Jésus aurait-il des préférences ? La question dérange, car on a l’étonnante impression de ne jamais faire partie de ces élus. ‘‘Jésus préfère les pauvres’’ ; mince, je vis confortablement ; ‘‘Il préfère les étrangers’’ ; dommage, je suis chez moi, et ainsi de suite. Le simple fait que saint Jean évoque le “disciple bien-aimé”, fait immédiatement basculer le lecteur dans le champ de la gradation, fruit d’une certaine tendance naturelle à la jalousie présente dans le cœur de l’homme. Est-ce à dire que certains disciples seraient moins aimés du Christ ?
La pauvreté, une attitude spirituelle
Jésus a vécu comme un pauvre, d’une véritable pauvreté humaine et matérielle ; pas dans la misère, mais dans le détachement, afin de vivre pauvrement parmi les pauvres. Indiscutablement, le ministère de Jésus témoigne de son attention très forte aux plus démunis : par son mode de vie, il est très attentif à celui qui n’a pas ; qu’il s’agisse de pauvreté physique (le lépreux), matérielle (Bartimée, l’aveugle qui mendie), ou spirituelle (le fils prodigue). Toutefois, la pauvreté de Jésus n’est pas circonstancielle mais choisie et le rend libre. Il a lui-même vécu cette pauvreté, de sa naissance à Bethléem à sa mort, alors que les soldats se partagent ses vêtements. Son détachement va même jusqu’aux extrême confins de la détresse humaine, à Gethsémani, lorsqu’il implore le Père : “Père, si tu le veux, éloigne de moi cette coupe” (Lc 22,42). Ainsi, la pauvreté n’est pas uniquement une circonstance de vie, mais une attitude spirituelle alors que la richesse est un obstacle à la rencontre avec Jésus.

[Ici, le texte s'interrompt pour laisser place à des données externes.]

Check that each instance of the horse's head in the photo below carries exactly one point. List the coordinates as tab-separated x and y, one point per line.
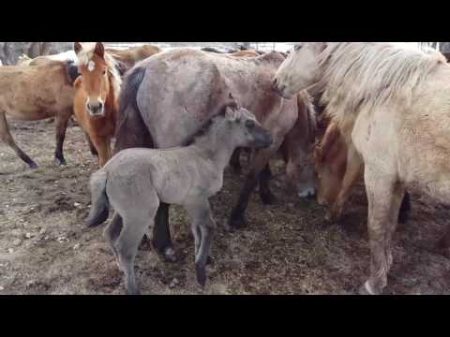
299	70
244	129
94	78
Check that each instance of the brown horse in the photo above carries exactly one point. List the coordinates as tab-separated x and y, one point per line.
96	97
167	97
34	93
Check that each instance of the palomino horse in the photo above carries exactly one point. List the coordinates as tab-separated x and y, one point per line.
168	96
96	97
396	119
34	93
136	181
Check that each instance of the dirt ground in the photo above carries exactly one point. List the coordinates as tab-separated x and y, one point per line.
288	248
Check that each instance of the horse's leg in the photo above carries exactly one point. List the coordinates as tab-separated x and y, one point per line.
134	228
405	209
384	195
162	241
111	233
235	161
352	173
203	226
260	160
266	195
5	136
61	126
91	145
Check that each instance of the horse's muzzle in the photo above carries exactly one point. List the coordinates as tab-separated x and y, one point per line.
263	140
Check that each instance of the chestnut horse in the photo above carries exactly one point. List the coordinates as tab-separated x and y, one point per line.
96	97
35	93
167	97
130	56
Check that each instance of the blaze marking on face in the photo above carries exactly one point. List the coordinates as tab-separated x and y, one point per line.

L’homme riche pense n’avoir pas besoin de Dieu
Le riche est celui qui se laisse submerger par les tracas de la vie, et qui finit par se perdre dans les soucis du monde jusqu’à en oublier l’essentiel. C’est le sens de la parabole des invités aux noces : la richesse occupe la vie et finit par détourner de la rencontre avec Dieu. D’ailleurs il ne s’agit pas tant ici des richesses matérielles que des vies déjà remplies d’elles-mêmes : quand le sens de ma vie ne tourne que sur moi, je n’ai plus besoin de Dieu. La ligne est occupée, il n’y a plus de place pour Lui. Dans la parabole de Lazare, ce que Jésus reproche au riche propriétaire n’est pas d’avoir des richesses, mais que ces richesses l’empêchent de donner sa juste place à l’homme qui attend à sa porte. Lorsque le Christ annonce qu’“il est plus facile à un chameau de passer par un trou d’aiguille qu’à un riche d’entrer dans le royaume des Cieux” (Mt 19, 24), il ne vise pas tant la richesse matérielle qu’une vie déjà pleine d’elle-même, lorsque l’homme pense n’avoir plus besoin de Dieu parce qu’il trouve son épanouissement dans son mariage, son travail, ou sa vie sociale.
“Le pauvre est celui qui ne trouve sa richesse qu’en Dieu”
Dès lors, qu’est-ce qu’un pauvre ? Difficile en effet de définir un pauvre puisque même le riche qui ne partage pas vit une forme de pauvreté, poursuit le prêtre. En cela, tout homme est un pauvre. Cependant, il semble qu’à travers l’épisode de la veuve (Lc 21, 1-4) et la parabole de Lazare (Lc 16, 19-31), le pauvre est celui qui ne trouve sa richesse qu’en Dieu et que le riche soit celui qui refuse de se recevoir de Dieu. L’évangile semble manifester que Dieu est démuni devant celui qui ne veut pas l’accueillir et qui croit pouvoir se sauver lui-même. Or après l’épisode du jeune homme riche, Jésus dit à ses disciples : pour l’homme, c’est impossible ! Jésus préfère la pauvreté, c’est là le sens du conseil évangélique : “Ne vous faites pas de trésors sur la terre, nous intime le Christ, là où les mites et les vers les dévorent, où les voleurs percent les murs pour voler. Mais faites-vous des trésors dans le ciel […]. Car là où est ton trésor, là aussi sera ton cœur” (Mt 6, 19-21).